Cerca de trezentas e cinco¹ famílias residentes na rua João Carlos da Silva, no Jardim São Manoel, Zona Noroeste de Santos estão passando por um processo de reassentamento residencial após uma decisão judicial de 2001. A área, hoje, urbanizada, com casas de alvenaria, comércios e cerca de um mil e duzentas pessoas residentes há mais de trinta anos, é considerada de preservação ambiental. A Cohab (Companhia de habitação) de Santos, cumprirá a decisão judicial de reassentar as famílias no Conjunto Habitacional “Santos 0”.
  1. No último dia 15/07 ocorreu uma reunião acompanhada pelo Ministério Público Estadual (MPE), entre a Cohab, representantes de moradores e com a presença da vereadora Telma de Souza e de um representante do vereador Chico Nogueira, ambos do Partido dos Trabalhadores (PT), para mediação de conflito, tendo em vista que os moradores não concordam com a decisão judicial. Segundo os moradores, na reunião o promotor de Justiça de Santos, Adriano Andrade de Souza considerou a suspensão das remoções a partir de reivindicações apresentadas, contudo, dois dias depois, deu aval para o cumprimento da decisão judicial.

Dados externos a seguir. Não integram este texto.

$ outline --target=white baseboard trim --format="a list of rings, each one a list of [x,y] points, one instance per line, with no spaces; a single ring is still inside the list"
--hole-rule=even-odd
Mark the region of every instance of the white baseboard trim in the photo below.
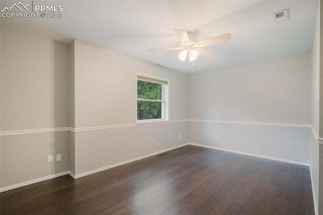
[[[312,185],[312,192],[313,193],[313,201],[314,202],[314,211],[315,215],[318,215],[318,208],[316,204],[316,197],[315,195],[315,190],[314,189],[314,184],[313,183],[313,175],[312,175],[312,166],[309,166],[309,172],[311,175],[311,184]]]
[[[133,162],[136,160],[138,160],[141,159],[145,158],[146,157],[150,157],[150,156],[153,156],[157,154],[159,154],[160,153],[165,152],[165,151],[170,151],[171,150],[175,149],[177,148],[180,148],[181,147],[185,146],[186,145],[188,145],[188,143],[185,143],[182,145],[177,145],[176,146],[172,147],[171,148],[167,148],[166,149],[162,150],[160,151],[158,151],[155,152],[151,153],[150,154],[146,154],[145,155],[141,156],[140,157],[136,157],[135,158],[130,159],[128,160],[126,160],[124,162],[118,163],[117,164],[113,164],[111,165],[107,166],[106,167],[102,167],[101,168],[96,169],[95,170],[91,170],[90,171],[86,172],[85,173],[80,173],[79,174],[76,174],[74,175],[73,177],[75,179],[77,179],[79,178],[83,177],[84,176],[88,176],[89,175],[93,174],[93,173],[96,173],[99,172],[103,171],[106,170],[108,170],[109,169],[113,168],[114,167],[118,167],[119,166],[123,165],[124,164],[128,164],[131,162]],[[72,176],[73,177],[73,176]]]
[[[251,153],[245,152],[244,151],[236,151],[235,150],[227,149],[226,148],[218,148],[218,147],[214,147],[214,146],[208,146],[208,145],[201,145],[201,144],[196,144],[196,143],[189,143],[188,144],[189,145],[195,145],[195,146],[196,146],[203,147],[204,148],[211,148],[211,149],[217,149],[217,150],[221,150],[221,151],[227,151],[228,152],[235,153],[236,154],[244,154],[245,155],[252,156],[253,157],[260,157],[260,158],[262,158],[269,159],[271,159],[271,160],[280,161],[280,162],[286,162],[286,163],[290,163],[290,164],[297,164],[297,165],[299,165],[306,166],[307,166],[307,167],[309,167],[309,166],[310,166],[309,164],[307,164],[307,163],[306,163],[299,162],[297,162],[297,161],[295,161],[295,160],[288,160],[288,159],[286,159],[279,158],[275,157],[271,157],[271,156],[269,156],[262,155],[260,155],[260,154],[252,154]]]
[[[244,155],[249,155],[249,156],[255,156],[255,157],[263,158],[269,159],[272,159],[272,160],[274,160],[281,161],[281,162],[286,162],[286,163],[291,163],[291,164],[298,164],[298,165],[303,165],[303,166],[306,166],[310,167],[310,166],[309,164],[304,163],[302,163],[302,162],[296,162],[296,161],[294,161],[294,160],[287,160],[287,159],[285,159],[279,158],[277,158],[277,157],[270,157],[270,156],[268,156],[261,155],[259,155],[259,154],[252,154],[252,153],[250,153],[244,152],[243,152],[243,151],[236,151],[236,150],[230,150],[230,149],[227,149],[223,148],[218,148],[218,147],[213,147],[213,146],[207,146],[207,145],[201,145],[201,144],[198,144],[193,143],[184,143],[184,144],[181,144],[181,145],[178,145],[178,146],[172,147],[171,148],[167,148],[166,149],[162,150],[160,151],[156,151],[155,152],[153,152],[153,153],[150,153],[150,154],[146,154],[145,155],[141,156],[140,157],[136,157],[136,158],[133,158],[133,159],[130,159],[128,160],[126,160],[126,161],[124,161],[124,162],[120,162],[120,163],[117,163],[117,164],[113,164],[113,165],[109,165],[109,166],[106,166],[106,167],[102,167],[101,168],[98,168],[98,169],[95,169],[95,170],[91,170],[90,171],[86,172],[81,173],[81,174],[74,174],[71,171],[66,171],[66,172],[63,172],[62,173],[58,173],[58,174],[56,174],[51,175],[50,176],[45,176],[45,177],[44,177],[33,179],[33,180],[30,180],[30,181],[26,181],[26,182],[22,182],[22,183],[19,183],[19,184],[14,184],[14,185],[10,185],[10,186],[7,186],[7,187],[0,188],[0,192],[7,191],[8,190],[12,190],[13,189],[18,188],[19,187],[23,187],[24,186],[29,185],[30,185],[30,184],[34,184],[35,183],[40,182],[41,182],[41,181],[45,181],[45,180],[48,180],[48,179],[53,179],[54,178],[59,177],[65,175],[70,175],[73,178],[76,179],[77,179],[77,178],[81,178],[81,177],[83,177],[84,176],[87,176],[87,175],[89,175],[93,174],[94,173],[98,173],[99,172],[103,171],[104,170],[108,170],[109,169],[113,168],[114,167],[118,167],[119,166],[123,165],[124,164],[128,164],[128,163],[131,163],[131,162],[135,162],[135,161],[136,161],[136,160],[140,160],[140,159],[143,159],[143,158],[145,158],[146,157],[149,157],[150,156],[153,156],[153,155],[155,155],[156,154],[159,154],[160,153],[165,152],[166,151],[170,151],[170,150],[173,150],[173,149],[175,149],[176,148],[180,148],[180,147],[183,147],[183,146],[185,146],[188,145],[195,145],[195,146],[200,146],[200,147],[204,147],[204,148],[211,148],[211,149],[213,149],[220,150],[221,150],[221,151],[228,151],[228,152],[233,152],[233,153],[238,153],[238,154],[244,154]],[[311,172],[311,179],[312,178]],[[312,185],[312,187],[313,187],[313,185]],[[314,192],[314,191],[313,192]],[[314,198],[315,198],[315,197],[314,197]],[[315,202],[314,202],[314,204],[315,204]]]
[[[19,184],[14,184],[13,185],[8,186],[5,187],[2,187],[0,188],[0,193],[14,189],[18,188],[19,187],[23,187],[24,186],[29,185],[30,184],[35,184],[35,183],[40,182],[43,181],[46,181],[48,179],[53,179],[54,178],[59,177],[60,176],[65,176],[65,175],[69,175],[70,171],[63,172],[60,173],[57,173],[53,175],[50,175],[50,176],[45,176],[41,178],[38,178],[37,179],[31,180],[30,181],[25,181],[24,182],[20,183]]]

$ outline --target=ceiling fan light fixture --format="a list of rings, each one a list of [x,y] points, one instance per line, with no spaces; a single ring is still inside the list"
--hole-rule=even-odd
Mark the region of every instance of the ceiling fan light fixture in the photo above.
[[[187,57],[187,50],[184,49],[180,53],[178,59],[183,62],[185,61],[186,57]]]
[[[190,57],[190,61],[193,61],[196,60],[197,57],[199,55],[199,52],[196,49],[192,49],[190,51],[189,55]]]

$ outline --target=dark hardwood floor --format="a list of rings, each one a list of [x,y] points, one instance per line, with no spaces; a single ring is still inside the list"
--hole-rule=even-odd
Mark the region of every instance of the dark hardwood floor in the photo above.
[[[193,146],[0,194],[5,214],[314,214],[307,167]]]

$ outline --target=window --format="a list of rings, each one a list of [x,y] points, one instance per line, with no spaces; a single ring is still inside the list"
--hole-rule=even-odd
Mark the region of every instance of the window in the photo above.
[[[137,76],[137,122],[168,120],[169,80]]]

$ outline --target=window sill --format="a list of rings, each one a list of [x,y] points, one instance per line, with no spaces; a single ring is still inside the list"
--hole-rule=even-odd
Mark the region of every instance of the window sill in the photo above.
[[[153,124],[153,123],[162,123],[169,122],[169,120],[149,120],[143,121],[137,121],[135,124]]]

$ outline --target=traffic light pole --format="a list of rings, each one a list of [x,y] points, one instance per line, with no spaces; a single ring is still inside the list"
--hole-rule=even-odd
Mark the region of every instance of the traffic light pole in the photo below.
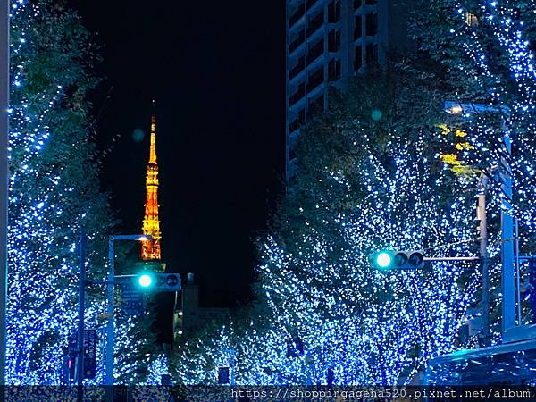
[[[481,176],[478,194],[477,218],[479,219],[480,260],[482,275],[482,344],[491,343],[490,329],[490,271],[488,270],[488,219],[486,217],[486,188],[488,179]]]
[[[7,146],[9,119],[9,4],[0,0],[0,387],[5,385],[7,299]]]
[[[78,342],[76,356],[76,380],[78,389],[78,400],[83,400],[82,384],[84,381],[84,313],[86,308],[86,247],[88,237],[82,230],[79,243],[80,263],[79,263],[79,322],[78,322]]]

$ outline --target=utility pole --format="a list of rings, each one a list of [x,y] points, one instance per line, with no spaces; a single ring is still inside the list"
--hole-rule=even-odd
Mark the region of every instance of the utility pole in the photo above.
[[[0,0],[0,387],[5,385],[7,301],[7,146],[9,133],[9,0]]]
[[[491,344],[490,329],[490,271],[488,270],[488,222],[486,216],[486,189],[488,178],[481,175],[476,217],[479,223],[480,260],[482,274],[482,344]]]
[[[79,322],[78,322],[78,342],[76,357],[76,381],[78,385],[79,400],[83,400],[82,383],[84,381],[84,313],[86,296],[86,247],[88,247],[88,236],[84,230],[80,233],[79,243],[80,264],[79,264]]]
[[[113,322],[113,263],[115,259],[115,252],[113,250],[113,236],[110,236],[110,239],[108,240],[108,278],[106,281],[106,314],[108,315],[108,322],[106,323],[106,378],[105,381],[105,384],[106,385],[106,402],[113,401],[113,327],[115,326],[115,322]]]

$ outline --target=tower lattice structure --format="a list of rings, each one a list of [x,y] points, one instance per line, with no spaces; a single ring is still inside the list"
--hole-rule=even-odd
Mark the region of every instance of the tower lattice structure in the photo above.
[[[156,163],[156,129],[155,116],[151,116],[151,147],[146,176],[147,197],[142,230],[151,235],[150,240],[141,244],[141,258],[144,261],[160,261],[160,220],[158,219],[158,164]]]

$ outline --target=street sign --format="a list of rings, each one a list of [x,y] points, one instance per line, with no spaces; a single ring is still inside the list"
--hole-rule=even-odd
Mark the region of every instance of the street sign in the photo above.
[[[124,282],[121,288],[121,309],[127,315],[140,315],[145,310],[144,294],[132,283]]]
[[[74,378],[78,331],[69,336],[69,358],[65,361],[70,377]],[[84,378],[94,379],[96,373],[96,330],[84,330]]]

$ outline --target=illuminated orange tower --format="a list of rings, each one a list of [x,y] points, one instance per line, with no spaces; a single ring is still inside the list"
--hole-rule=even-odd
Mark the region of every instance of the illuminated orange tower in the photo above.
[[[151,116],[151,147],[146,178],[147,198],[143,233],[151,235],[152,240],[141,243],[141,258],[144,261],[160,261],[160,220],[158,219],[158,164],[156,164],[156,130],[155,116]]]

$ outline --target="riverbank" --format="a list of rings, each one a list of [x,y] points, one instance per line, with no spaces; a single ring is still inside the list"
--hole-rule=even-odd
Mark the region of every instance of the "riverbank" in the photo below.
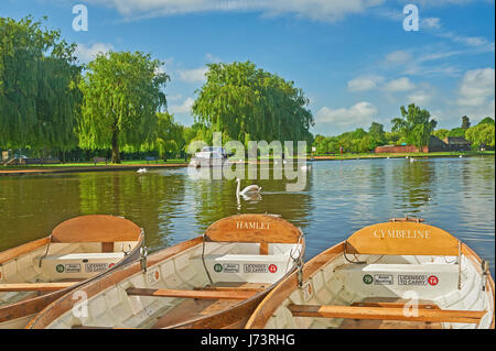
[[[397,154],[343,154],[343,155],[315,155],[309,156],[308,161],[343,161],[343,160],[366,160],[366,158],[434,158],[434,157],[473,157],[494,156],[494,151],[484,152],[432,152],[432,153],[397,153]],[[248,160],[251,163],[255,160]],[[258,163],[270,163],[273,160],[259,158]],[[236,162],[234,162],[236,163]],[[121,164],[94,165],[93,163],[66,163],[46,164],[30,166],[0,166],[0,175],[25,175],[25,174],[52,174],[52,173],[74,173],[74,172],[105,172],[105,171],[137,171],[139,168],[171,168],[186,167],[187,163],[181,160],[170,160],[168,162],[147,161],[123,161]]]
[[[360,160],[360,158],[424,158],[424,157],[473,157],[473,156],[494,156],[494,151],[466,151],[466,152],[408,152],[408,153],[379,153],[379,154],[343,154],[343,155],[315,155],[315,161],[321,160]]]
[[[1,166],[0,175],[21,175],[21,174],[52,174],[52,173],[74,173],[74,172],[105,172],[105,171],[137,171],[139,168],[171,168],[185,167],[184,162],[171,163],[149,163],[129,162],[110,165],[91,165],[90,163],[69,163],[64,165],[31,165],[31,166]]]

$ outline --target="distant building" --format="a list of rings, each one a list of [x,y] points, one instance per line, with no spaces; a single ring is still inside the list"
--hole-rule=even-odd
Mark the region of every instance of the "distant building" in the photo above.
[[[449,151],[471,151],[472,143],[463,136],[446,136],[444,143]]]

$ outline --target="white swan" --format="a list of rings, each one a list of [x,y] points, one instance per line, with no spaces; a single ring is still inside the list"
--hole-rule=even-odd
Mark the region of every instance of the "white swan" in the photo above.
[[[240,188],[241,188],[241,179],[239,179],[239,178],[236,178],[236,182],[238,183],[238,185],[237,185],[237,187],[236,187],[236,196],[239,196],[239,195],[247,195],[247,194],[249,194],[249,193],[260,193],[260,190],[261,190],[261,186],[258,186],[258,185],[248,185],[246,188],[244,188],[241,191],[240,191]]]

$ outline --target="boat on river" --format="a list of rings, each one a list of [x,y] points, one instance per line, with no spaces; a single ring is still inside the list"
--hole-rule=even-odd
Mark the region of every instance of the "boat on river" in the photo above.
[[[58,297],[138,259],[142,241],[143,230],[132,221],[89,215],[0,252],[0,328],[24,328]]]
[[[421,219],[363,228],[284,278],[258,328],[494,328],[494,281],[466,244]]]
[[[220,146],[204,146],[195,153],[188,163],[188,167],[224,167],[230,165],[226,150]]]
[[[302,231],[277,215],[227,217],[71,292],[28,328],[242,328],[303,253]]]

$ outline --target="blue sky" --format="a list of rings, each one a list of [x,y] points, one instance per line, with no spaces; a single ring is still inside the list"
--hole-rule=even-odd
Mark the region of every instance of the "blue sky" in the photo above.
[[[75,4],[88,31],[72,28]],[[403,30],[403,7],[419,31]],[[142,51],[165,63],[169,110],[191,124],[205,64],[250,59],[293,80],[311,99],[313,133],[336,135],[373,121],[387,130],[416,102],[438,128],[495,114],[494,0],[2,0],[0,15],[47,15],[47,26],[99,51]]]

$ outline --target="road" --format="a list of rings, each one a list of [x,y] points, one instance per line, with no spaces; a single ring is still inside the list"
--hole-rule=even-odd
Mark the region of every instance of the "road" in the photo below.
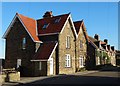
[[[25,83],[25,84],[19,84],[17,86],[33,86],[33,85],[67,85],[67,84],[81,84],[81,85],[118,85],[120,80],[120,71],[118,71],[118,68],[105,68],[103,70],[100,70],[98,72],[88,73],[81,75],[79,73],[75,74],[69,74],[69,75],[58,75],[58,76],[52,76],[42,79],[37,79],[36,81]],[[5,85],[3,85],[5,86]],[[120,85],[119,85],[120,86]]]

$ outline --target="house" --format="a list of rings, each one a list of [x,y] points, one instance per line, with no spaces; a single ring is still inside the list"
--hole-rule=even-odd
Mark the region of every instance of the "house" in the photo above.
[[[116,65],[120,65],[120,51],[116,50]]]
[[[114,46],[108,45],[108,40],[100,40],[98,34],[95,34],[94,38],[89,36],[88,43],[88,57],[89,69],[94,68],[97,65],[112,64],[115,66],[115,50]]]
[[[84,21],[75,21],[75,29],[78,35],[76,39],[76,71],[86,67],[87,43],[89,41],[88,34],[84,25]]]
[[[70,13],[47,11],[38,20],[16,13],[3,38],[5,67],[20,68],[23,76],[69,74],[85,67],[87,32]]]
[[[4,68],[4,63],[5,62],[5,60],[4,59],[0,59],[0,74],[2,73],[2,68]]]

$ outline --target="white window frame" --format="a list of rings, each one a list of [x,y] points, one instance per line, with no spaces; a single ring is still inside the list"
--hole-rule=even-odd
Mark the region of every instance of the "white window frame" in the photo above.
[[[71,67],[71,57],[70,57],[70,54],[66,54],[66,56],[65,56],[65,67]]]
[[[83,41],[80,40],[80,48],[83,48]]]
[[[26,38],[22,38],[22,49],[26,49]]]
[[[80,65],[80,67],[84,67],[84,57],[83,56],[80,56],[80,58],[79,58],[79,65]]]
[[[39,61],[39,70],[42,70],[42,62]]]
[[[19,68],[22,64],[22,60],[21,59],[17,59],[17,68]]]
[[[97,62],[98,62],[98,65],[100,65],[100,57],[98,57],[98,61]]]
[[[70,36],[66,37],[66,48],[70,48]]]

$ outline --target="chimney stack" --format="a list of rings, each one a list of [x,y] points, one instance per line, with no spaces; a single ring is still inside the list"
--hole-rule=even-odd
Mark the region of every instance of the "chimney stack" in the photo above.
[[[94,38],[95,38],[96,40],[99,40],[100,37],[99,37],[98,34],[95,34]]]
[[[108,40],[107,40],[107,39],[104,39],[104,42],[105,42],[106,44],[108,44]]]
[[[114,46],[111,46],[111,49],[112,49],[113,51],[115,51],[115,47],[114,47]]]
[[[107,47],[108,47],[108,50],[110,50],[110,48],[111,48],[110,45],[107,45]]]
[[[53,17],[52,11],[47,11],[47,12],[43,15],[43,18],[49,18],[49,17]]]

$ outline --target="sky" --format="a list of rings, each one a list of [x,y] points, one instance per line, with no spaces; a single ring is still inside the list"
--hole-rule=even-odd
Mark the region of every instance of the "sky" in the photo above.
[[[118,3],[117,2],[2,2],[2,22],[0,21],[0,38],[7,30],[16,12],[40,19],[46,11],[53,15],[71,12],[72,20],[84,20],[89,36],[100,35],[108,39],[111,46],[118,49]],[[5,57],[5,40],[0,39],[0,58]]]

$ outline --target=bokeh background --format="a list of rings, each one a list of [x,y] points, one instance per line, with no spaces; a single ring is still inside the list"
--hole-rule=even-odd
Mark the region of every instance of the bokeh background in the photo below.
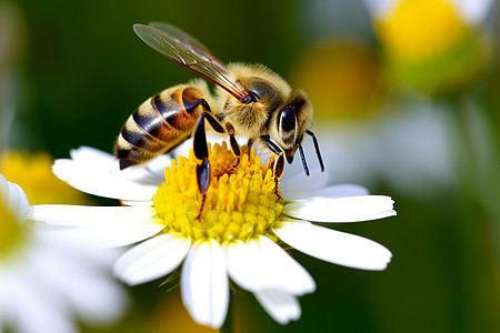
[[[263,63],[306,89],[331,181],[391,195],[398,211],[336,225],[389,248],[386,271],[292,252],[318,285],[301,319],[281,326],[239,293],[237,332],[500,332],[499,6],[466,2],[2,1],[0,148],[111,152],[137,105],[194,77],[132,31],[170,22],[223,61]],[[178,289],[129,291],[122,322],[82,330],[208,331]]]

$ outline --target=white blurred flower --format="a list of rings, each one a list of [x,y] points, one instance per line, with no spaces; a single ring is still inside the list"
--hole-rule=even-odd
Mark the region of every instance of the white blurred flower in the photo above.
[[[382,181],[421,198],[456,186],[452,114],[426,100],[404,107],[364,122],[314,129],[333,179],[368,185]]]
[[[396,212],[389,196],[368,195],[357,185],[326,186],[327,178],[316,172],[318,178],[283,183],[280,195],[291,200],[284,201],[268,164],[261,165],[252,153],[231,168],[232,154],[223,144],[211,152],[212,174],[219,176],[212,176],[201,209],[196,163],[179,158],[163,171],[169,158],[161,159],[120,171],[112,155],[84,147],[73,150],[71,160],[56,161],[60,179],[131,206],[38,205],[31,216],[58,226],[54,234],[100,248],[141,242],[114,265],[116,274],[131,285],[162,278],[183,263],[183,303],[194,321],[214,329],[227,315],[229,278],[251,291],[277,322],[300,316],[297,297],[313,292],[316,284],[277,244],[278,238],[301,252],[356,269],[383,270],[391,259],[389,250],[371,240],[309,222],[391,216]]]
[[[404,0],[364,0],[370,13],[380,19],[387,19],[394,8]],[[469,24],[484,22],[494,1],[493,0],[446,0]]]
[[[68,333],[74,317],[119,320],[128,299],[106,272],[114,255],[54,239],[27,221],[30,211],[22,189],[0,174],[0,330]]]

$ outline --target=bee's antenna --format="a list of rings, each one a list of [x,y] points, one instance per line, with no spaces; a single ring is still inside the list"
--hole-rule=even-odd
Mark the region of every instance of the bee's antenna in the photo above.
[[[308,163],[306,162],[306,155],[303,154],[302,145],[300,145],[299,142],[297,142],[296,144],[299,148],[300,159],[302,160],[302,165],[303,165],[303,171],[306,172],[307,175],[309,175]]]
[[[318,139],[316,139],[314,133],[312,133],[310,130],[306,130],[306,133],[308,133],[309,135],[312,137],[312,142],[314,143],[316,154],[318,155],[318,161],[320,162],[321,172],[323,172],[324,171],[324,164],[323,164],[323,159],[321,158],[321,153],[319,151]],[[300,151],[302,153],[302,149]]]

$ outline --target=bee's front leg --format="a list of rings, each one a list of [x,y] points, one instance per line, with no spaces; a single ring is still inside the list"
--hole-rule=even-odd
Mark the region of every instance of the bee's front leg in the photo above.
[[[193,151],[194,157],[200,161],[197,165],[197,181],[198,189],[201,194],[206,194],[210,185],[210,162],[208,160],[209,152],[207,147],[207,132],[204,129],[204,120],[213,128],[216,132],[224,133],[224,129],[209,112],[203,112],[198,119],[193,134]]]
[[[284,171],[284,152],[278,147],[278,144],[271,141],[269,135],[262,135],[260,139],[262,139],[268,148],[278,155],[274,160],[274,165],[272,167],[274,178],[278,180],[283,175]]]

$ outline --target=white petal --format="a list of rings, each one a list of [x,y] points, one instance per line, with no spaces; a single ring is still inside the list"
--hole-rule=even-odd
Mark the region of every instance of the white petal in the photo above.
[[[266,236],[224,246],[229,276],[249,291],[280,290],[302,295],[316,289],[311,275]]]
[[[37,275],[33,275],[37,276]],[[9,314],[16,332],[27,333],[71,333],[76,327],[71,323],[68,304],[46,281],[17,276],[9,281],[8,295],[11,297]]]
[[[310,171],[310,175],[306,175],[302,170],[299,170],[299,172],[294,173],[293,175],[289,175],[289,173],[286,172],[283,174],[283,181],[280,183],[280,191],[283,194],[301,191],[316,191],[326,186],[329,178],[330,173],[328,172],[328,170],[321,172],[321,170],[314,169]]]
[[[384,270],[392,256],[388,249],[369,239],[306,221],[281,222],[274,233],[303,253],[354,269]]]
[[[181,275],[182,302],[192,319],[202,325],[219,329],[229,304],[226,258],[216,241],[192,246]]]
[[[119,162],[114,155],[94,148],[80,147],[70,151],[71,160],[84,168],[98,167],[101,173],[117,173],[128,180],[142,184],[159,186],[164,180],[164,168],[170,167],[171,158],[159,155],[158,158],[120,171]]]
[[[164,276],[180,265],[191,240],[180,234],[161,234],[133,246],[114,265],[114,274],[130,285]]]
[[[342,198],[368,195],[366,188],[356,184],[339,184],[312,190],[284,191],[280,186],[281,194],[287,200],[309,200],[313,196]]]
[[[152,206],[90,206],[71,204],[33,205],[30,219],[50,225],[116,228],[127,224],[161,223]]]
[[[0,173],[0,200],[16,214],[28,216],[30,204],[24,191],[16,183],[6,180]]]
[[[396,215],[393,201],[386,195],[311,198],[288,204],[283,212],[317,222],[361,222]]]
[[[73,250],[71,245],[61,246],[56,242],[38,246],[33,251],[32,269],[38,279],[58,287],[80,319],[96,324],[114,322],[128,304],[123,290],[103,268],[84,262],[84,256]]]
[[[262,290],[254,295],[266,312],[282,325],[300,317],[300,304],[292,294],[278,290]]]
[[[128,224],[123,226],[103,225],[93,228],[61,228],[44,231],[54,240],[76,242],[93,249],[110,249],[130,245],[159,233],[164,225],[158,223]]]
[[[158,189],[158,185],[129,180],[123,172],[107,170],[98,162],[82,164],[72,160],[56,160],[52,172],[82,192],[104,198],[150,200]]]

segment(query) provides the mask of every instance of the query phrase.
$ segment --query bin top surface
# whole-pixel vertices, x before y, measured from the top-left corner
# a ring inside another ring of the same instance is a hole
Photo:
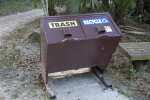
[[[48,43],[122,36],[109,13],[42,17]]]

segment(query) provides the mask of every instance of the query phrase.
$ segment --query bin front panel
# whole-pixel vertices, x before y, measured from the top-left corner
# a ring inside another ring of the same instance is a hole
[[[77,18],[47,18],[44,23],[48,44],[85,39],[84,32]]]

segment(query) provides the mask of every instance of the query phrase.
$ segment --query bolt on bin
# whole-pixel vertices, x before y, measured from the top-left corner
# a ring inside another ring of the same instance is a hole
[[[41,18],[41,70],[48,73],[97,66],[102,72],[122,34],[109,13]]]

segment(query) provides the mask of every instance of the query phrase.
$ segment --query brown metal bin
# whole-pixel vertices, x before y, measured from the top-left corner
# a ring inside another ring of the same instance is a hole
[[[41,18],[41,69],[48,73],[98,68],[103,72],[122,37],[108,13]]]

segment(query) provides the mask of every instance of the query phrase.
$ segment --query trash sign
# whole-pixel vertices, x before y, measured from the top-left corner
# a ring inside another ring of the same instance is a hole
[[[103,24],[109,23],[107,18],[99,18],[99,19],[86,19],[82,20],[84,25],[93,25],[93,24]]]
[[[74,27],[74,26],[78,26],[76,21],[49,22],[50,28],[62,28],[62,27]]]

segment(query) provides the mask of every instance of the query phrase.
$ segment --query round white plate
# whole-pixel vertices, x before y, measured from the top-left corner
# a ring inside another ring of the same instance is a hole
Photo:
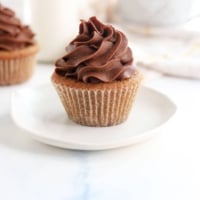
[[[164,94],[142,86],[126,122],[112,127],[86,127],[70,121],[51,85],[12,94],[15,123],[36,140],[62,148],[102,150],[141,142],[158,131],[175,113]]]

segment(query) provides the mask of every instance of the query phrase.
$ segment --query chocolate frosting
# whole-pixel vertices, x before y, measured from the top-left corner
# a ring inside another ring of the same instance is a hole
[[[81,20],[79,34],[55,63],[55,72],[87,83],[113,82],[134,73],[132,51],[126,36],[96,17]]]
[[[0,4],[0,51],[12,51],[32,45],[34,34],[21,24],[15,13]]]

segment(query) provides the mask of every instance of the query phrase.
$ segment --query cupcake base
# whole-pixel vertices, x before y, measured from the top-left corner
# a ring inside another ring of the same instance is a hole
[[[24,49],[0,52],[0,85],[12,85],[25,82],[34,72],[35,55],[38,45]]]
[[[103,127],[127,119],[142,77],[136,71],[123,81],[90,84],[54,72],[51,79],[69,119],[85,126]]]

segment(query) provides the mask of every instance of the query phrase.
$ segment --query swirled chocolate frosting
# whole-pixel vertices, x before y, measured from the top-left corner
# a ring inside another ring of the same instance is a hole
[[[79,34],[55,63],[55,72],[86,83],[113,82],[134,73],[132,51],[126,36],[96,17],[81,20]]]
[[[21,24],[15,13],[0,4],[0,51],[12,51],[32,45],[34,34]]]

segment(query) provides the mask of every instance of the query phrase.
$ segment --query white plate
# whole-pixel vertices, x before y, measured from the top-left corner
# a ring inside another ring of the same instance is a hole
[[[86,127],[70,121],[51,85],[12,94],[15,123],[36,140],[62,148],[102,150],[141,142],[158,131],[175,113],[164,94],[142,86],[126,122],[112,127]]]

A vereadora Telma de Souza chegou a publicar em seu perfil na rede social Facebook que lamentava a decisão do promotor e da posição da prefeitura de não atender às reivindicações dos moradores.
Foto: Ailton Martins

Obras do Projeto Nova Entrada de Santos

De acordo com o grupo de representantes de moradores a decisão da Justiça e a postura da prefeitura ignora uma série de aspectos que envolvem o histórico de vida das famílias e, com isso, o impacto social, cultural e econômico que esse reassentamento irá provocar na vida de cada pessoa é irreparável. E acrescentam que apesar da decisão judicial ser de 2001, há uma relação direta com o projeto Nova Entrada de Santos – que tem gerado impactos na comunidade.
Foto: Ailton Martins
“Com essa obra eles tamparam o canal, e aí a minha casa encheu, a água veio na cintura […] destruiu minha geladeira, tudo, eu não tenho mais nada, somente estou com a roupa do corpo, e agora estou no fundo da casa dos meus pais, só que ele vai ter que mudar pros apartamentos e eu não tenho pra onde ir, já corri atrás, já fiz de tudo, mas eles disseram que não vão dar, só que veja bem, isso está errado, os caras da Defesa Civil veio aqui e disseram que não há possibilidade de morar nessa casa […] a água entrou, destruiu, a casa arriou […] eles alegam que esse lado do canal, não ia sair, só lá a parte do começo, e depois que ia ser vale aluguel de seis meses, e aí eu falei, vocês destruíram minha casa, e agora querem me dar seis meses de aluguel? […] Mas, depois disseram que não ia sair mesmo esse lado, e como disse, a Defesa Civil veio aqui e falou: “moça não tem condições de morar nessa casa”. Ainda mais com criança de um ano, e eu to lá no fundo da casa da minha mãe esperando o que vai se resolver, é muito chato isso”. Sandra Dantas Lima
Histórico 
De acordo com informação levantada pelo grupo de representantes de moradores, hoje, há 305 famílias residindo no território indicado como de preservação ambiental, local que começou a ser ocupado na década de 1980, por famílias de baixa renda, algumas bem à margem da pobreza como pode ser identificado por meio das construções, em maioria casas de alvenaria, mas, há um percentual grande de palafitas que estão na borda, próximas ao canal, ou seja, há muitas pessoas que não têm condições de arcar com os custos do apartamento apresentado pela Cohab.
Foto: Ailton Martins
“Algumas palafitas lá da ponta já foram retiradas e as pessoas foram para os apartamentos, não vai dar certo, tem um monte de gente que não tem renda, aquele casal que você foi na casa deles, daquela senhora com a filha que tem problemas de saúde, eles também não têm condições, e assim, eles lá, a promotoria está com esse negócio de área de risco, de preservação, que nada, é por causa dessa obra, vai passar a estrada, se você olhar na outra ponta, tá cheio de palafita também, e não vão mexer, por quê? Esse problema vai até o Piratininga”  Genivaldo da Rocha.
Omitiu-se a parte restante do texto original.